1. Nov 3, 2009

### ipitydatfu

1. Prove this statement algebraically and by combinatorial argument
$$\left(\stackrel{n+1}{i,j,k}\right)$$ = $$\left(\stackrel{n}{i-1,j,k}\right)$$+$$\left(\stackrel{n}{i,j-1,k}\right)$$+$$\left(\stackrel{n}{i,j,k-1}\right)$$

attempt

i tried expanding each side to see if i could relate one to another.

(n+1)!/(i! j! k!) = n!/(j!k!(i-1)!)+n!/(i!k!(j-1)!) + n!/(i!j!(k-1)!)

i cant seem to simplify either side to make one equate to the other side.

oh and can somebody explain how to prove something via combinatorial arguments. for some reason, my book just restates the equation in words, and goes, "hence this is proved" leaves me confused everytime

Last edited: Nov 3, 2009
2. Nov 4, 2009

### Gib Z

Ok well algebraically: you know the denominator you want to get on the RHS, so multiply each fraction by something to make it look like the LHS's denominator.

For combinatorial interpretation, think about what the multinomial coefficients represent. The actual expression from the trinomial case, $$\left(\stackrel{m}{a,b,c}\right) = \frac{m!}{a!b!c!}$$ basically means "If I arrange 3 letters allowing repetitions into a line of total m letters, with "a" repetitions of one of the letters, "b" repetitions of another letter and "c" repetitions of the last letter, how many different ways can I arrange this string of letters? "

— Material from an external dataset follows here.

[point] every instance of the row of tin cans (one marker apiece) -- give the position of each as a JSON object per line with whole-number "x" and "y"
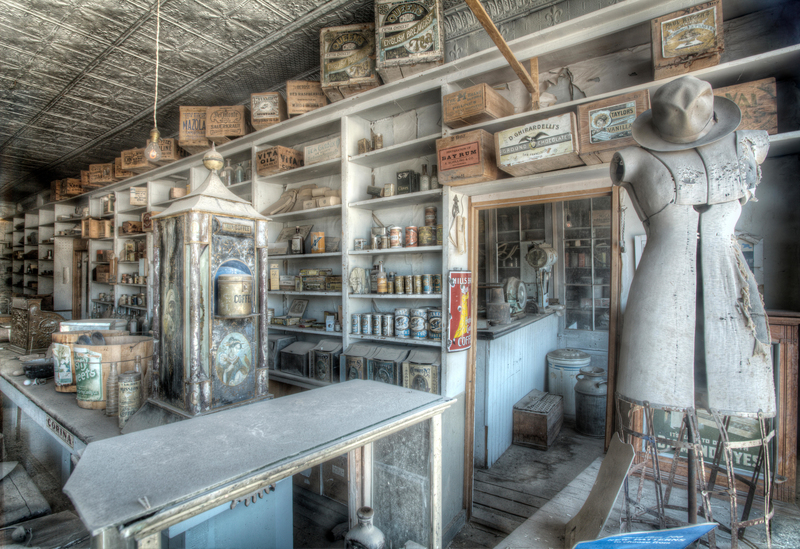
{"x": 405, "y": 323}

So the LHS says if i+j+k = n+1, and I have n+1 letters in a string with i,j and k repetitions, how many ways can I arrange it. The RHS on each term however only has n letters in the string - in other words it removed one. Can you continue?

3. Nov 4, 2009

### ipitydatfu

so ok, i understood the algebraic portion.
ie for the fraction of (I-1)!

1/ (I-1)! = I/I! and so on for j, and k
using the LHS, I+J+K = n+1
once the denominators are the same, in the numerator of the RHS you get:
n!(n+1), which is the same as the (n+1)! on the LHS

combinatorially:
[STRIKE]so you're saying on the RHS, different ways to arrange a string of n letters of i,j,k,(minus 1 of their repititions), either way, subtracting 1 from i,j,k, would result in the same amount of arrangements

so:
i+j+(k-1)=i+(j-1)+k=(i-1)+j+k = n
i+j+k = n+1?[/STRIKE]

nvm i dont understand.

Last edited: Nov 4, 2009
4. Nov 5, 2009

### Gib Z

Well, I told you in words what the multinomial term can be thought of as. So express in words what the LHS says, and in words what the RHS says.

It might be easier to go form RHS to LHS; Remember LHS is arranging n+1 objects with i,j, and k repetitions. The RHS has only n terms to arrange. So it must be one term short on each and we have to add the term to get to n+1. What are the cases of the missing letter and what does that mean about the number of repeats for the each letter in the cases?